Selon certains, le livre serait à l’agonie. Bientôt, l’informatique et l’écran remplaceront le livre! Et pourtant… l’édition ne s’est jamais mieux portée : singulier paradoxe. S’il est vrai que le milieu du livre se métamorphose, l’une des répercussions de ces changements est sans contredit la prolifération des éditions artisanales. À mi-chemin entre l’auto-édition et l’atelier de jadis, les éditions à petit nombre (cinq, dix, vingt exemplaires ou, parfois, à tirage unique) se répercutent sur la reliure d’art. Plusieurs relieurs peuvent relier le même ouvrage où chacun apporte sa touche personnelle. De plus, il n’est pas rare maintenant de voir le relieur contrôler l’ensemble du processus, de l’écriture à l’édition, de la fabrication de certains papiers de garde à la reliure finale.
De même les matériaux employés sortent des sentiers battus. Les peaux exotiques côtoient les supports inattendus comme le liège ou le métal. Les textures des papiers, les fibres des tissus, tout cela concourt à donner un aspect unique aux reliures d’art.
Par leur exécution également, les reliures se distinguent par leur auto-référentialité, c’est-à-dire que les techniques utilisées, comme la couture apparente, font référence à l’histoire de la reliure. L’objet-livre parle non plus uniquement du contenu du livre mais aussi de son histoire propre, inscrite dans la durée.

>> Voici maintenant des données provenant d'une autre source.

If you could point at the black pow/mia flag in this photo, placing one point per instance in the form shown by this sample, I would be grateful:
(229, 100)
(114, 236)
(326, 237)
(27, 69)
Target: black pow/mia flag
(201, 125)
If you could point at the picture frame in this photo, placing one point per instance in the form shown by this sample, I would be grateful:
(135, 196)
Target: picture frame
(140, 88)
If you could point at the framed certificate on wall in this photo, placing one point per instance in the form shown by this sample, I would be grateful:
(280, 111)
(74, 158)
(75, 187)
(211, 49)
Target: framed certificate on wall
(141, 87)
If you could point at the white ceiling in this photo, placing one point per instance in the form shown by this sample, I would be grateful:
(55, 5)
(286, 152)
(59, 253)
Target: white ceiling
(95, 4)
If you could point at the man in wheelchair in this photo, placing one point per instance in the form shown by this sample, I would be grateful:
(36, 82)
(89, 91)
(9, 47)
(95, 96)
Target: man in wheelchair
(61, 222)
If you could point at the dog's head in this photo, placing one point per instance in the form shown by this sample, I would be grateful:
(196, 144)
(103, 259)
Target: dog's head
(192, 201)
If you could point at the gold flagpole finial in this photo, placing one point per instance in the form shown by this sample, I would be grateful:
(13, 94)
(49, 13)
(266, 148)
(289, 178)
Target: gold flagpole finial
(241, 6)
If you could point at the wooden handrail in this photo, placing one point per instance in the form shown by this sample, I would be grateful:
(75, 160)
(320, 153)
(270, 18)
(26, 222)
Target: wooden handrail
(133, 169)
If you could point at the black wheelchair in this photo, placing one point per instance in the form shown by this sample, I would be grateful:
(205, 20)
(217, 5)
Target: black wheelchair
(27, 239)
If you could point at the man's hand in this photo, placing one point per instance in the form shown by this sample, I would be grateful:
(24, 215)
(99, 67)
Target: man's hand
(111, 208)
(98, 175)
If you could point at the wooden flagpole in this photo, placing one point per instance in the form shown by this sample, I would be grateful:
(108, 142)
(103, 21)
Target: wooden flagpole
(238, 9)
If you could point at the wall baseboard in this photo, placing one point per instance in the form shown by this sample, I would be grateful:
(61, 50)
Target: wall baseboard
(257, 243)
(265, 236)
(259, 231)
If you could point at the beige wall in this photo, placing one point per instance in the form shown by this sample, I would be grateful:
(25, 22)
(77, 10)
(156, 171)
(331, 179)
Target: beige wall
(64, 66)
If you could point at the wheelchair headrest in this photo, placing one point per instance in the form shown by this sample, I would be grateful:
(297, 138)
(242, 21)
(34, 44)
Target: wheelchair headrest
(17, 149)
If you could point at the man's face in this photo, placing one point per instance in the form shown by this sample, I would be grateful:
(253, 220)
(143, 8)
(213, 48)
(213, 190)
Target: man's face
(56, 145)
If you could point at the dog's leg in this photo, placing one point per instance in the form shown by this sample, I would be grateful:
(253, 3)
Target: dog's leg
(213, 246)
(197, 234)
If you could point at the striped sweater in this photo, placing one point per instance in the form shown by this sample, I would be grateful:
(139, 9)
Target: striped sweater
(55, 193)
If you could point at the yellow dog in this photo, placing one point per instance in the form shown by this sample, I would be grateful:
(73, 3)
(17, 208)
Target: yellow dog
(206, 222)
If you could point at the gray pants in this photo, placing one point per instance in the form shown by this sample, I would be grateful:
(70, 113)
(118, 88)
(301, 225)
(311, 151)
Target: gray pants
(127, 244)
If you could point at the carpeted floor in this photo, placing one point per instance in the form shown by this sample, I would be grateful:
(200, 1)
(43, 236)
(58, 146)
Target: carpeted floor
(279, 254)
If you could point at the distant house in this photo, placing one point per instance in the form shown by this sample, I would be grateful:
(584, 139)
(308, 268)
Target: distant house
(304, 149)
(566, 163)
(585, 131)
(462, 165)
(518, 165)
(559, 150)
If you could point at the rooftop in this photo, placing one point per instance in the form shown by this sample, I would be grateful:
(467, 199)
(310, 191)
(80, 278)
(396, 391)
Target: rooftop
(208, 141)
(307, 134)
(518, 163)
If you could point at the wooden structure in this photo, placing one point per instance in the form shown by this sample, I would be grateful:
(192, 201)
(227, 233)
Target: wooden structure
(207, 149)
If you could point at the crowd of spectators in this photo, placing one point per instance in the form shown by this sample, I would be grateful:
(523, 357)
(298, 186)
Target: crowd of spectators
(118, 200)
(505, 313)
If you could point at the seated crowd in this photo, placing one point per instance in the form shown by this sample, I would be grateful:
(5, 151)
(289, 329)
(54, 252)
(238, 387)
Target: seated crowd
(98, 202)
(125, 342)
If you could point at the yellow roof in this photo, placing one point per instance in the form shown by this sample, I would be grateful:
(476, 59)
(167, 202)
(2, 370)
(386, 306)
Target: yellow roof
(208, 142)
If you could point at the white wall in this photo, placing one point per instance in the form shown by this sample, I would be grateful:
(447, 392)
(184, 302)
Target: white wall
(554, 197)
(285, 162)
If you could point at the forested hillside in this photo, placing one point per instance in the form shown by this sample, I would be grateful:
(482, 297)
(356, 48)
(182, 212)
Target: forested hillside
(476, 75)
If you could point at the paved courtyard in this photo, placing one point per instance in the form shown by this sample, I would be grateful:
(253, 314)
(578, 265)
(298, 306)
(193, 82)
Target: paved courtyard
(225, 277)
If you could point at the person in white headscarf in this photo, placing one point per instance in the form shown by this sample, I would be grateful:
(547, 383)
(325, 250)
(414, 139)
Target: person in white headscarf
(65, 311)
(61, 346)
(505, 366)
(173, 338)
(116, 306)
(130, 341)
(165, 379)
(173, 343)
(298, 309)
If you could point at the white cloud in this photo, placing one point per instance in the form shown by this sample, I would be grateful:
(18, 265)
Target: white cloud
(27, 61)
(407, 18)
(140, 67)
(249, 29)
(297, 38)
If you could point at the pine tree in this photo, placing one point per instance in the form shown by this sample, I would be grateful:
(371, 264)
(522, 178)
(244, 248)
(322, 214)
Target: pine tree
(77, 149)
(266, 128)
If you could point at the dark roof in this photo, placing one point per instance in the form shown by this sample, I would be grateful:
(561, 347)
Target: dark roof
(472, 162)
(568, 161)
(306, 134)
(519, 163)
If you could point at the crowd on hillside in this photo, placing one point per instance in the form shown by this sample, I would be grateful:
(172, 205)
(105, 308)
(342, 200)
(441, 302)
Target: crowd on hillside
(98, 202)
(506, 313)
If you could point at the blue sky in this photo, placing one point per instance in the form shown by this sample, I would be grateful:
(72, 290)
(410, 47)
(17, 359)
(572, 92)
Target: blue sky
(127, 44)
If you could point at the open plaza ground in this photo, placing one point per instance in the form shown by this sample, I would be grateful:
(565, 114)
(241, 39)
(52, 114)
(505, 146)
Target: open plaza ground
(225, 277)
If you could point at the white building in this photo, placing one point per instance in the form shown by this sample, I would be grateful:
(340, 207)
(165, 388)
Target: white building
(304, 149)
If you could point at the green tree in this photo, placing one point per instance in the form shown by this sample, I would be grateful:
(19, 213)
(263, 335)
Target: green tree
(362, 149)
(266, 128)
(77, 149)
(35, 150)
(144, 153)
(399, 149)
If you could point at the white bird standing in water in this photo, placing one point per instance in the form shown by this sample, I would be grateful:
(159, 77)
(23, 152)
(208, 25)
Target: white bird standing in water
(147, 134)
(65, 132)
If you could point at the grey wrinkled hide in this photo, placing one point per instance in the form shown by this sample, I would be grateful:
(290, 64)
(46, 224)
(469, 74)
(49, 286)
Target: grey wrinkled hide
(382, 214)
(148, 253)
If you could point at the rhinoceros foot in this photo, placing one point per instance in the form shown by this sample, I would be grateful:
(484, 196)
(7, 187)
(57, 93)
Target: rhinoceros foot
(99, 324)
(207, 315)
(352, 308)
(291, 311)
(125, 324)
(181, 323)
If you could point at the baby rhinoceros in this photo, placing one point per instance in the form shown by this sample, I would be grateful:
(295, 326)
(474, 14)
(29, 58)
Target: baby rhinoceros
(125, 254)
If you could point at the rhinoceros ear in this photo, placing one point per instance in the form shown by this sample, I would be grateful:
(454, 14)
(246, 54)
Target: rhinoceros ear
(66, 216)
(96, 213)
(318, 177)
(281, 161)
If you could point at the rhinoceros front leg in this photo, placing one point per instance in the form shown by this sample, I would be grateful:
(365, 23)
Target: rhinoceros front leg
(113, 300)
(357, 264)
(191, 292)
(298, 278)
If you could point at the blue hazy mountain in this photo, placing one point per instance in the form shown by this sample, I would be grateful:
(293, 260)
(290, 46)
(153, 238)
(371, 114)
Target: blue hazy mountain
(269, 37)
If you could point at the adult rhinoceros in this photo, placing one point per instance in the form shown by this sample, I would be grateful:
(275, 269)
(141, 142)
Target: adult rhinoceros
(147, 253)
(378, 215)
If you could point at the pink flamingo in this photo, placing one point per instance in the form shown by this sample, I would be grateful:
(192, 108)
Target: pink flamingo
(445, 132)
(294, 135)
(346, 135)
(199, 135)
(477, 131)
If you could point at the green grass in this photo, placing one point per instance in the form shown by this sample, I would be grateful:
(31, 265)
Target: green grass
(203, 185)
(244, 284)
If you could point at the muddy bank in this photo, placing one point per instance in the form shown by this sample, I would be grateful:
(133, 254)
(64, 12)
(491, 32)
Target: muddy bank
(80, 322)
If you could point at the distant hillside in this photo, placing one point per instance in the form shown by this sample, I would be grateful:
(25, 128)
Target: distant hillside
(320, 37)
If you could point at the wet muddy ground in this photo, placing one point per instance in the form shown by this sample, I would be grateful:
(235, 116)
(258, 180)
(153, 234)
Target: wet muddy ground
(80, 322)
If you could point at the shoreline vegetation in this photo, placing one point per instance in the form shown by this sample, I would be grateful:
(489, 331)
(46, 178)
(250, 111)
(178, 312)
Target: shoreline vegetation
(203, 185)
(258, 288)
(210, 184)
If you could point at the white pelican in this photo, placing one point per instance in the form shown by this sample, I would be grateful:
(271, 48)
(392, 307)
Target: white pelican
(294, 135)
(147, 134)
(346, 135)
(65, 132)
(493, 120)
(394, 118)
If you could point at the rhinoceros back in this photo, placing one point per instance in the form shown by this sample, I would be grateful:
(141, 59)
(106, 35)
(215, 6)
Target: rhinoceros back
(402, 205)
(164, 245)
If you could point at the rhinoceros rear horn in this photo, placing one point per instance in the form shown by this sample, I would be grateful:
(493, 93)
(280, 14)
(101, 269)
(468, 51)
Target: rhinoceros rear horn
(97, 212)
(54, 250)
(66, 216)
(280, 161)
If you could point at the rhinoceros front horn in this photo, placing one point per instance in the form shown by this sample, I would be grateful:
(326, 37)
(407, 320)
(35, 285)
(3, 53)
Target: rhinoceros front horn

En cela, les relieurs d’art prennent de plus en plus leur place à part entière en tant qu’artiste. Ils se distinguent par leur démarche artistique, leur quête esthétique, et insufflent de la sorte un statut novateur à la reliure d’art. Ces nouvelles formes vont, quasi imperceptiblement, dépasser le livre.
Guy de Grosbois, 1999
(Texte paru dans Le Maître imprimeur de novembre 1999, Vol 63 – no 9)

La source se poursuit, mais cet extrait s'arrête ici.